Subqueries in the WHERE Clause of the Query¶
Subqueries can be present either in the FROM
clause or in the
WHERE
clause of the query. This section explains how to use them in
the WHERE
clause.
The Syntax of the SELECT statement (definition of
<subselect condition>
) contains the definition of the operators you
can use to compare the output of a subquery.
The comparison conditions ALL
, ANY
and IN
a value to a list
or subquery. They must be preceded by <
, <=
, =
, <>
,
>=
, >
and followed by a subquery.
Example 1
Obtain all the rows of the incident
view whose taxid
is any of
the taxid
of the view flat_revenue
that have a revenue greater
than 2,500.
The following two queries are equivalent. In the first one we use the
operator IN
and in the other, we show how to use = ANY
.
SELECT * FROM incident
WHERE taxid IN
(SELECT taxid
FROM flat_revenue
WHERE revenue > 2500)
SELECT * FROM incident
WHERE taxid = ANY
(SELECT taxid
FROM flat_revenue
WHERE revenue > 2500)
As in other databases, ANY
can be used with other operators as well.
E.g, taxid > ANY
…, taxid < ANY
…, etc.
Example 2
Obtain the rows of internet_inc
whose id matches the id of a row of
phone_inc
.
SELECT *
FROM internet_inc AS a
WHERE EXISTS
(SELECT b.PINC_ID
FROM PHONE_INC AS b
WHERE a.iinc_id = b.pinc_id)
In “Example 2” we are using the alias of the main query
(internet_inc AS a
) in the WHERE
clause of the subquery.
At runtime, the queries that contain subqueries are converted into semijoins. A semijoin is a relational operation that returns all the rows of the left-side query that have a matching row in the right-side query. As with regular joins, the Server selects a semijoin method depending on the query.
The available methods for executing semijoins of subqueries are the following:
Merge semijoin: processes rows that are already sorted by the join attributes. Whenever possible, Virtual DataPort selects this algorithm because is almost always the most efficient and with the lowest memory footprint.
This method can only be selected when both sides of the join are sorted by the join attributes. If the data from both sides is obtained from JDBC or ODBC data sources, Virtual DataPort will retrieve the data sorted by the fields of the join attributes. To do this, it adds the clause ORDER BY to the query sent to the database.
Hash semijoin: the subquery is executed and its results are stored in a hash table. Then, the Server begins processing the results of the main query and looks for matches in the hash table. After merge semijoin, this is the most efficient algorithm, although not always can be used.
Nested semijoin: the subquery is executed once for each row of the main query’s results.
Virtual DataPort does not use statistics to choose the execution method of the semijoins.
As with regular joins, the query can override the algorithm selected by
the Server to execute the subquery’s semijoin.
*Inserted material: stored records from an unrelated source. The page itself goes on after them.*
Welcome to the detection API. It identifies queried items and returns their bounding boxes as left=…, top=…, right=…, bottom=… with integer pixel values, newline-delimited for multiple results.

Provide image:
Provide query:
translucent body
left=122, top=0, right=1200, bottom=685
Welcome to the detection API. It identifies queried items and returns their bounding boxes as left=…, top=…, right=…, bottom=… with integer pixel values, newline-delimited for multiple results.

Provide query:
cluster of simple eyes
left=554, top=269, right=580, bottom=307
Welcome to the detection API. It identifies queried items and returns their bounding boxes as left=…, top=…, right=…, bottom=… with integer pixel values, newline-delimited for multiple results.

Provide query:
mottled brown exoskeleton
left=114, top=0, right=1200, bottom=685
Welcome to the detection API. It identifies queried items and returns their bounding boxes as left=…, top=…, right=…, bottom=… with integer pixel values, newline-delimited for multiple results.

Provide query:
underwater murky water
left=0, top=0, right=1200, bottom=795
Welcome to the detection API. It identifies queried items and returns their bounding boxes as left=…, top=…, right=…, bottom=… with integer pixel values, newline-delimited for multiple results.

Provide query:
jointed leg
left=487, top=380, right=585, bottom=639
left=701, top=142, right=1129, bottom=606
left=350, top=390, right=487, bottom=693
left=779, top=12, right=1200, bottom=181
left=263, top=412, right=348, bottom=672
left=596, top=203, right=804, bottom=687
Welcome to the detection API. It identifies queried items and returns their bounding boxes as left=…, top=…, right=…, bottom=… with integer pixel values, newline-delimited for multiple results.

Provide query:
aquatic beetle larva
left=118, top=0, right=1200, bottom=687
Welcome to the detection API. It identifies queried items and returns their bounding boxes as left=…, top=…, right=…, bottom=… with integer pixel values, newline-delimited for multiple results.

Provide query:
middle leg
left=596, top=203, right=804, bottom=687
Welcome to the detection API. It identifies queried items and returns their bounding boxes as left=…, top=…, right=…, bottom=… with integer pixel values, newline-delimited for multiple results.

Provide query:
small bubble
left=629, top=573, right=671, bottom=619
To do this, add the
SUBQUERYPLAN
modifier to the CONTEXT
clause of the subquery you
want to modify its query plan. The Syntax of the CONTEXT clause
contains the syntax of this modifier.
Note that the SUBQUERYPLAN
modifier has to be indicated in the
CONTEXT
of the subquery you want to modify and not in the
CONTEXT
of the main query.
For example,
SELECT * FROM incidents
WHERE taxid IN
(SELECT taxid
FROM flat_revenue
WHERE revenue > 2500 CONTEXT (SUBQUERYPLAN = NESTED ORDERED))
In this example, the query forces the Server to use the algorithm nested semijoin.